GSK-3beta-dependent phosphorylation of cyclin D1 at Thr-286 promotes the nuclear-to-cytoplasmic redistribution of cyclin D1 during S phase of the cell cycle, but how phosphorylation regulates redistribution has not been resolved. For example, phosphorylation of nuclear cyclin D1 could increase its rate of nuclear export relative to nuclear import; alternatively, phosphorylation of cytoplasmic cyclin D1 by GSK-3beta could inhibit nuclear import. Here, we report that GSK-3beta-dependent phosphorylation promotes cyclin D1 nuclear export by facilitating the association of cyclin D1 with the nuclear exportin CRM1. D1-T286A, a cyclin D1 mutant that cannot be phosphorylated by GSK-3beta, remains nuclear throughout the cell cycle, a consequence of its reduced binding to CRM1. Constitutive overexpression of the nuclear cyclin D1-T286A in murine fibroblasts results in cellular transformation and promotes tumor growth in immune compromised mice. Thus, removal of cyclin D1 from the nucleus during S phase appears essential for regulated cell division.

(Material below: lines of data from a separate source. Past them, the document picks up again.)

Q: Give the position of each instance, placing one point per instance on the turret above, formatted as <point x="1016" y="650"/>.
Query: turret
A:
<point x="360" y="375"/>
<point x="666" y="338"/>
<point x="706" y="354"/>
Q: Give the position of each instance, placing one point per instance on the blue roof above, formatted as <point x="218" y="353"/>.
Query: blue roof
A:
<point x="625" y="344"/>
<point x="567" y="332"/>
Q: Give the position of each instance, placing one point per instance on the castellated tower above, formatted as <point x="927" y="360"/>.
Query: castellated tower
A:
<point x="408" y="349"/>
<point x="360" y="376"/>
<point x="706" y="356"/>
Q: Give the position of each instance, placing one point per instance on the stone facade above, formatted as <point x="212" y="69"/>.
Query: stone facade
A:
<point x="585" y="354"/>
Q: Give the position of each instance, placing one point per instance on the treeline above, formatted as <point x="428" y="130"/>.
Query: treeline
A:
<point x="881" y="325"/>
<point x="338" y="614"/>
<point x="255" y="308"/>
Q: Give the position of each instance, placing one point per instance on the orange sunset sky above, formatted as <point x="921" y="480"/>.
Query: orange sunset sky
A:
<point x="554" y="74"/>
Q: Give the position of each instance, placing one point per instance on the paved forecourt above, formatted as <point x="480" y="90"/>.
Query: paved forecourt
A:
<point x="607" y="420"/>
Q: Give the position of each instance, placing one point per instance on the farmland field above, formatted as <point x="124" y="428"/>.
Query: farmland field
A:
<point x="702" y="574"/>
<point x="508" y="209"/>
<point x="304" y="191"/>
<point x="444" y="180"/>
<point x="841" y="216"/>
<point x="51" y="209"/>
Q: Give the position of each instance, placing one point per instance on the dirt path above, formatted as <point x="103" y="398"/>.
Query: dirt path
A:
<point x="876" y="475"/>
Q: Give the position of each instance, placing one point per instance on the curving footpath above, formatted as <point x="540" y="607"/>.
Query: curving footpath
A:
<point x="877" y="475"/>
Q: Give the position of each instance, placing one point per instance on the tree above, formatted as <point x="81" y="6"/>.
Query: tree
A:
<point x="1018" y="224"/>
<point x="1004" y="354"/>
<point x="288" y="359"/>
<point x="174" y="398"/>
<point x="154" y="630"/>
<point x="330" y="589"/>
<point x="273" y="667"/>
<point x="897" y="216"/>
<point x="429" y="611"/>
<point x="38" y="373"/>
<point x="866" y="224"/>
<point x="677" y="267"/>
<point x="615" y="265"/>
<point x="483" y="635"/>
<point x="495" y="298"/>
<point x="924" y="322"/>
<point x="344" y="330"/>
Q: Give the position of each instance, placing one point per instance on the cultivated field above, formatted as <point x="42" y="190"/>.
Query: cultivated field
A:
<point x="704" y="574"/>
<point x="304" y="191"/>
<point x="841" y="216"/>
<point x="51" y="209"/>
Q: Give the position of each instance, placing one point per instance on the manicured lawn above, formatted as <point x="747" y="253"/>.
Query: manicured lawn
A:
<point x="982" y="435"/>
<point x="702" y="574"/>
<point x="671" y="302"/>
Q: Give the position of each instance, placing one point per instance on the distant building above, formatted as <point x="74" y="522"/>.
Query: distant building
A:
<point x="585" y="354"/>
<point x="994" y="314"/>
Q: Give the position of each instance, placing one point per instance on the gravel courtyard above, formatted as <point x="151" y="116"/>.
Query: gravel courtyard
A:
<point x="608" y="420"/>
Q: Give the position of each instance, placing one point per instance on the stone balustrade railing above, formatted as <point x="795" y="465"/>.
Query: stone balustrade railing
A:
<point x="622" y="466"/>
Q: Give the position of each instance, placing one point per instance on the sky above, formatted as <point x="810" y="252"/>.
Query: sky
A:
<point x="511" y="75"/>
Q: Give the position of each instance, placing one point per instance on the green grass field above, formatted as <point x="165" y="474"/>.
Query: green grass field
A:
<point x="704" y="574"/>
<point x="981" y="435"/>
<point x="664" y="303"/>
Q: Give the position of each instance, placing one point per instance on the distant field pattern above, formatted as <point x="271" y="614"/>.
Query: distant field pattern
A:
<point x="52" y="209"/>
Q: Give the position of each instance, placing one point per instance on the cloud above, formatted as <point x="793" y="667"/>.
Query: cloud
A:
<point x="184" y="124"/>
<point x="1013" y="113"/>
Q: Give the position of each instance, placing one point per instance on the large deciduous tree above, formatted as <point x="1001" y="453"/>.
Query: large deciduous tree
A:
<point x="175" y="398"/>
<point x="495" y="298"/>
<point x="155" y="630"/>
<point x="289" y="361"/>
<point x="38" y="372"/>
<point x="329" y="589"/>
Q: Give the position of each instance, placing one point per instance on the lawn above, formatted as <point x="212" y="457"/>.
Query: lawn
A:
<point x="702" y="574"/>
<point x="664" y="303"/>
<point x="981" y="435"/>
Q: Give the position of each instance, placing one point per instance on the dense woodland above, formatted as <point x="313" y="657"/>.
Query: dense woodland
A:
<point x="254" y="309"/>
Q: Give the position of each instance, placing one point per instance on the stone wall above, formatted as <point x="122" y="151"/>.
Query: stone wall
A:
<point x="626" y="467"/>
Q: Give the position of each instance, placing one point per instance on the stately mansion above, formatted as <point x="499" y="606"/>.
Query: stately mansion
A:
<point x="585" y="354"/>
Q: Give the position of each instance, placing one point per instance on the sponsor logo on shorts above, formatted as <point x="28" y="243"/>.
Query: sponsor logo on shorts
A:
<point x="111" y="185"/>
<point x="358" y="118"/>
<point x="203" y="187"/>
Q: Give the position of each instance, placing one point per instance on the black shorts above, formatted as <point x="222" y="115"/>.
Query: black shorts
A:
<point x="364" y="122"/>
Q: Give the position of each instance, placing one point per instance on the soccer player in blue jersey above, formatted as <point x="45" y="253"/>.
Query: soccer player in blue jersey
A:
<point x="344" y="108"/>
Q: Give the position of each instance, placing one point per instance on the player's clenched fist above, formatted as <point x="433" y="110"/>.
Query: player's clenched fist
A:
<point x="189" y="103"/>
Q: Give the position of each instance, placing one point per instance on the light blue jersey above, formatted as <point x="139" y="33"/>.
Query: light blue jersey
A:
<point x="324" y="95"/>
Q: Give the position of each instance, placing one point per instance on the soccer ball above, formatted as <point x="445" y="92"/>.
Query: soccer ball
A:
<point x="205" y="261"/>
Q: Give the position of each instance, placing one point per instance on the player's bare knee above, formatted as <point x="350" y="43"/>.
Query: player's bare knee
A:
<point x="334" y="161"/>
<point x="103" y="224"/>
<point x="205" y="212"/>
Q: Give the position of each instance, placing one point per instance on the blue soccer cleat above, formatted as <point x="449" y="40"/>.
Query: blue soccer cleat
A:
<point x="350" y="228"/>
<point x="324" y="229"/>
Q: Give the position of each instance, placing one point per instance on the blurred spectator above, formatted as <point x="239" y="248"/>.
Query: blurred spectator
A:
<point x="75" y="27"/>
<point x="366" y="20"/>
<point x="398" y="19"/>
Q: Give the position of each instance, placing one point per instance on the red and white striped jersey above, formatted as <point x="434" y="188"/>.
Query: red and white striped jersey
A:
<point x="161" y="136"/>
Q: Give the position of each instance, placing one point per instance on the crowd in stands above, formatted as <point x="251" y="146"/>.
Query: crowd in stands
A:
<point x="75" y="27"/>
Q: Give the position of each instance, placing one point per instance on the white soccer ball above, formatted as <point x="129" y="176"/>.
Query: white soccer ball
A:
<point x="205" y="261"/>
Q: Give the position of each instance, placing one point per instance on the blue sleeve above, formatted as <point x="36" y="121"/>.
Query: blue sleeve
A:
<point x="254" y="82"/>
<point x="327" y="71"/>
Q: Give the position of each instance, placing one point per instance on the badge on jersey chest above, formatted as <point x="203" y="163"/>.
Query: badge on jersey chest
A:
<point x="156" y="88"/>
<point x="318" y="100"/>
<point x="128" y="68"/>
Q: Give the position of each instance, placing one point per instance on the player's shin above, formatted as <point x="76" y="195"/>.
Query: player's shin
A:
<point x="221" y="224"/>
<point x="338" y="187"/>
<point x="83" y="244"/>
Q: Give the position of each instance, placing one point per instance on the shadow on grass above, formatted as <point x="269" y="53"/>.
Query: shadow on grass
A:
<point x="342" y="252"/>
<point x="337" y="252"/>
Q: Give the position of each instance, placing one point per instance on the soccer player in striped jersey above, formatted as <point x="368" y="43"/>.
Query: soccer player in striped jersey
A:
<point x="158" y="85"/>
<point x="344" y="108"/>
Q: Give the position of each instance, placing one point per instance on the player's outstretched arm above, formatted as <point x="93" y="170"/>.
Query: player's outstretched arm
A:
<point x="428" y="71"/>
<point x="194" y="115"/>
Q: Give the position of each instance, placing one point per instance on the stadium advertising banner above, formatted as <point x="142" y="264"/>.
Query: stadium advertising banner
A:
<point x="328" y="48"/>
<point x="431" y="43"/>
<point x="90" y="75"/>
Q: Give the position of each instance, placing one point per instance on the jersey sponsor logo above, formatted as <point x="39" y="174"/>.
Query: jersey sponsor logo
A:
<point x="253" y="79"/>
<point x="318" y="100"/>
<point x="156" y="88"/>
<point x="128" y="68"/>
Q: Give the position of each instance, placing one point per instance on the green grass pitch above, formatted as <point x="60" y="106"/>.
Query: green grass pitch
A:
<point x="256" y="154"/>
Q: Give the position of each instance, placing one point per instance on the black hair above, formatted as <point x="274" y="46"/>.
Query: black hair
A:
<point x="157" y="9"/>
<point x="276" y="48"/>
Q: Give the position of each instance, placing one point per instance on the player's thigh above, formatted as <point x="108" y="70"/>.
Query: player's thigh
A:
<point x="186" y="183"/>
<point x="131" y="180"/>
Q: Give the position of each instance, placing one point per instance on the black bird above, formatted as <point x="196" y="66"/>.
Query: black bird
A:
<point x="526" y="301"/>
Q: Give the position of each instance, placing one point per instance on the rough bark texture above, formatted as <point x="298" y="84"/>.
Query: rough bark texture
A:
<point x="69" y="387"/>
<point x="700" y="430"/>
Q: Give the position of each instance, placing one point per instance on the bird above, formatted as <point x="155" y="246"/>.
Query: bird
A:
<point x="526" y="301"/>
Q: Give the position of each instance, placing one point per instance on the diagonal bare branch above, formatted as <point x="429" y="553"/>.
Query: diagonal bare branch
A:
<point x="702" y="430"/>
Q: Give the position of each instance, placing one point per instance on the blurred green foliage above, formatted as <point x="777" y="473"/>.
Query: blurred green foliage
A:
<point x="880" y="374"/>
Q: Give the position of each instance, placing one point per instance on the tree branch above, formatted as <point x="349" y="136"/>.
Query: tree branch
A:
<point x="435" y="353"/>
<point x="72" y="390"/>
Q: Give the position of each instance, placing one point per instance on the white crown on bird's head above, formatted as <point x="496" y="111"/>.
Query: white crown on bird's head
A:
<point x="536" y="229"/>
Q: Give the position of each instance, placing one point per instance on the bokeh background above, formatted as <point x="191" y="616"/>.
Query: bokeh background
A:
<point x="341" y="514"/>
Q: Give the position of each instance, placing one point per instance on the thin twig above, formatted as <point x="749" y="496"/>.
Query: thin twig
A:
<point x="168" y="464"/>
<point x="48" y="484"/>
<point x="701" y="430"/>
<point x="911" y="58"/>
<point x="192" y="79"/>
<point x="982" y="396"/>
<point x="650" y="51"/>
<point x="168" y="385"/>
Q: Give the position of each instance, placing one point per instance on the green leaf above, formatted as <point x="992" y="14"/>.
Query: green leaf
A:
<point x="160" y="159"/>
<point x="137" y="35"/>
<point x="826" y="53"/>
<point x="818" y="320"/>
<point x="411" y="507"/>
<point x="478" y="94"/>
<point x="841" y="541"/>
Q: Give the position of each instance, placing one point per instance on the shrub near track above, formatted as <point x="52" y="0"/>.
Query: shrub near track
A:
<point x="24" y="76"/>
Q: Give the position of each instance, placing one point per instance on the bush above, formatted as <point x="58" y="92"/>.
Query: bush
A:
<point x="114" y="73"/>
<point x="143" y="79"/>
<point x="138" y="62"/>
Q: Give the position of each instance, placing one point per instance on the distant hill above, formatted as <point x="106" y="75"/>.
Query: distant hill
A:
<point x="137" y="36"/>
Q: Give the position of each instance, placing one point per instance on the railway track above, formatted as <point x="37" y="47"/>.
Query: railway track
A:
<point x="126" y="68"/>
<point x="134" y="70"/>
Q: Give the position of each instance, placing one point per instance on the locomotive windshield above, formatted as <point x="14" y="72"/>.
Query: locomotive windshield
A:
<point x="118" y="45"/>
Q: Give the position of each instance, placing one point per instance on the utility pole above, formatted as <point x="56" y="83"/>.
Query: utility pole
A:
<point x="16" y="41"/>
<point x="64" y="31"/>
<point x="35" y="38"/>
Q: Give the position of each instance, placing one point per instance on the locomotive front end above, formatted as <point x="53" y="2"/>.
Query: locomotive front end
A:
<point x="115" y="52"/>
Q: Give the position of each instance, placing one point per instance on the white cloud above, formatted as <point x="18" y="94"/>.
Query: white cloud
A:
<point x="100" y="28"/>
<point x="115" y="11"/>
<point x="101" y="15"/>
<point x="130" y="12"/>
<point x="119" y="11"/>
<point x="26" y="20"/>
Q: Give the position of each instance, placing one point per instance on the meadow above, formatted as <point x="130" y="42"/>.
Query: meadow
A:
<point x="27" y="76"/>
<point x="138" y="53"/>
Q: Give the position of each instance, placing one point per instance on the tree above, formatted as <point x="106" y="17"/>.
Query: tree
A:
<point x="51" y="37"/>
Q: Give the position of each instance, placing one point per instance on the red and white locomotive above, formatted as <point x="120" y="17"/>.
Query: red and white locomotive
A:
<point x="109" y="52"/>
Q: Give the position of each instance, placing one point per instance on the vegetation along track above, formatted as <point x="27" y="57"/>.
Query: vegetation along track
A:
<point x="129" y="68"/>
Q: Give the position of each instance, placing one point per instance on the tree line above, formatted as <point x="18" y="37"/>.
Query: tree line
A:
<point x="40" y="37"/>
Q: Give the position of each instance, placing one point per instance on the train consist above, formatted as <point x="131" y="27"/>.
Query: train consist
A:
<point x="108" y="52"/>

细胞周期S期,糖原合成酶激酶3β(GSK - 3β)依赖的细胞周期蛋白D1苏氨酸286位点磷酸化促进细胞周期蛋白D1从细胞核向细胞质的重新分布,但磷酸化如何调节这种重新分布尚未明确。例如,细胞核内细胞周期蛋白D1的磷酸化可能会增加其相对于核输入的核输出速率;或者,GSK - 3β对细胞质中细胞周期蛋白D1的磷酸化可能会抑制核输入。在此,我们报告GSK - 3β依赖的磷酸化通过促进细胞周期蛋白D1与核输出蛋白CRM1的结合来促进细胞周期蛋白D1的核输出。D1 - T286A是一种不能被GSK - 3β磷酸化的细胞周期蛋白D1突变体,在整个细胞周期中都保留在细胞核内,这是其与CRM1结合减少的结果。在小鼠成纤维细胞中组成型过表达细胞核内的细胞周期蛋白D1 - T286A会导致细胞转化,并促进免疫缺陷小鼠的肿瘤生长。因此,在S期将细胞周期蛋白D1从细胞核中移除似乎对细胞的正常分裂至关重要。